Altre installazioni particolari che incontriamo seguendo Langdon sono quelle di Richard Serra, famoso scultore statunitense conosciuto soprattutto per le sue opere d’arte realizzate attraverso fogli di metallo. Le sue opere, infatti, incoraggiano il visitatore a girarvi intorno, entrarvi dentro o attraversarle. Snake, per esempio, realizzato per l’inaugurazione del museo, consiste in tre nastri d’acciaio: giocando con lo spazio negativo, i tre enormi nastri sinuosi creano l’illusione che si tratti di due serpenti in movimento. Torqued spiral fa parte delle opere più recenti dell’artista e fa
apparire il duro metallo come se fosse morbido e malleabile. Quest’opera (o serie di opere) in particolare invita i visitatori a girarvi intorno o entrarvi dentro, permettendo di osservarla da differenti punti di vista e dando l’apparenza di uno spazio in movimento (lo stesso Langdon vi entrerà su invito di Winston).


Un’altra installazione piuttosto curiosa è quella dell’artista cinese Cai Guo-Qiang dal titolo Head on. Quest’opera è stata realizzata nel 2006 per il Guggenheim di Berlino (ignoro il perché si trovi nel romanzo di Brown a Bilbao, forse in prestito in occasione di un’esposizione temporanea sull'artista). Qui vediamo 99 lupi che corrono tutti nella stessa direzione, seguendo probabilmente il capobranco. Questo, però, finisce con lo schiantarsi contro una parete in vetro e gli altri, seguendolo ciecamente, faranno la stessa fine. L’opera è un’allegoria della condizione umana, simboleggiando principalmente la passività degli individui che seguono pensieri e ideologie senza neanche porsi prima delle domande. Seguire passivamente la massa non è un corretto stile di vita, si rischia, infatti, di sbattere contro degli ostacoli imprevisti e non saperli aggirare : questo è ciò che vuole trasmettere l’artista.

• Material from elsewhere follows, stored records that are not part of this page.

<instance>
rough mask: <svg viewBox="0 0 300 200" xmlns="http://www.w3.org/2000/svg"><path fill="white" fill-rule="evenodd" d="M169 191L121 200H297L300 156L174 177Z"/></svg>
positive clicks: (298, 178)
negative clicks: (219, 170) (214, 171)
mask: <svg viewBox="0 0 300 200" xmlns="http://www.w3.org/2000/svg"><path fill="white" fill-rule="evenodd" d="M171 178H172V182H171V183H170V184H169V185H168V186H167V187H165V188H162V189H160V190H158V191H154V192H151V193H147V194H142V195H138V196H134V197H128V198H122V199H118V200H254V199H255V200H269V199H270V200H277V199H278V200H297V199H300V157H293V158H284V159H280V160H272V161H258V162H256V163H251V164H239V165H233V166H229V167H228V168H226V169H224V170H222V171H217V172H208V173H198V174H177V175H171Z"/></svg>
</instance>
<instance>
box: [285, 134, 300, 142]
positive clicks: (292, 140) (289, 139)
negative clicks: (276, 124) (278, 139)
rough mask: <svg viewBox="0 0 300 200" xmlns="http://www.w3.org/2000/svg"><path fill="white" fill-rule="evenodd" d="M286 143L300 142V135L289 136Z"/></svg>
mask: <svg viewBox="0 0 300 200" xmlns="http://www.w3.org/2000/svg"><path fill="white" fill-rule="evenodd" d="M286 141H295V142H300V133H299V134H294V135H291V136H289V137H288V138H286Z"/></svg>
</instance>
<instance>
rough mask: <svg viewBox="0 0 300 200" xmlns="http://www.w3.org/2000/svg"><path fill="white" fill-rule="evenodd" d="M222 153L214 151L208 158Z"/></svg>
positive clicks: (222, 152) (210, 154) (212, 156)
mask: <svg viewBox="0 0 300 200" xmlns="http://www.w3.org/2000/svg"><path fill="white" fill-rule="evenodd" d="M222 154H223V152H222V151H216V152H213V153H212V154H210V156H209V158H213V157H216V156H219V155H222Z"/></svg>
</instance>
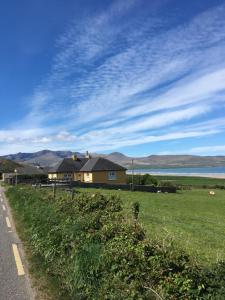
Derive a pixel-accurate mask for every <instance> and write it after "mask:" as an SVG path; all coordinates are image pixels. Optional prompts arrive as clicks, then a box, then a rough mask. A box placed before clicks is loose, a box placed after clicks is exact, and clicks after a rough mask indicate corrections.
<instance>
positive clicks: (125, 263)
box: [7, 187, 225, 300]
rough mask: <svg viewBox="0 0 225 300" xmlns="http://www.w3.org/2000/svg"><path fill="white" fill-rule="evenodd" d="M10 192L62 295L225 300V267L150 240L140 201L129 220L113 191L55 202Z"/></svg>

Infine, incontriamo di nuovo Louise Bourgeois quando Robert e Ambra devono fuggire dopo l’assassinio di Kirsch. I due, infatti, attraversano una sala in cui sono esposte le opere dell’artista già citata dal titolo Cells. Langdon non ha il tempo di soffermarsi ad analizzarle, ma noi lo faremo. Si tratta di una serie di spazi architettonici (60 in totale e 28 quelli esposti a Bilbao) realizzati nel corso di circa vent'anni e che rappresentano diversi microcosmi: ciascuno di essi ha una sorta di recinto che separa l’interno del microcosmo in questione dall'esterno dell’opera. Ciascuna “stanza” è realizzata con differenti materiali (legno, vetro, marmo) e contiene vari oggetti (specchi, mobili, vestiti). Ogni cella rappresenta, infatti, una paura o un dolore: dolore emotivo o psicologico, paura del buio o di non essere accettati. Chi le osserva dovrà mettere in gioco sé stesso per comprendere e affrontare le paure riprodotte.


Il tour virtuale insieme a Robert termina qui, ma il Guggenheim di Bilbao conserva molte altre opere che vi invito a scoprire online dal sito oppure, perché no, facendo un bel viaggetto e una visita di persona ad uno dei musei di arte moderna e contemporanea più famosi al mondo.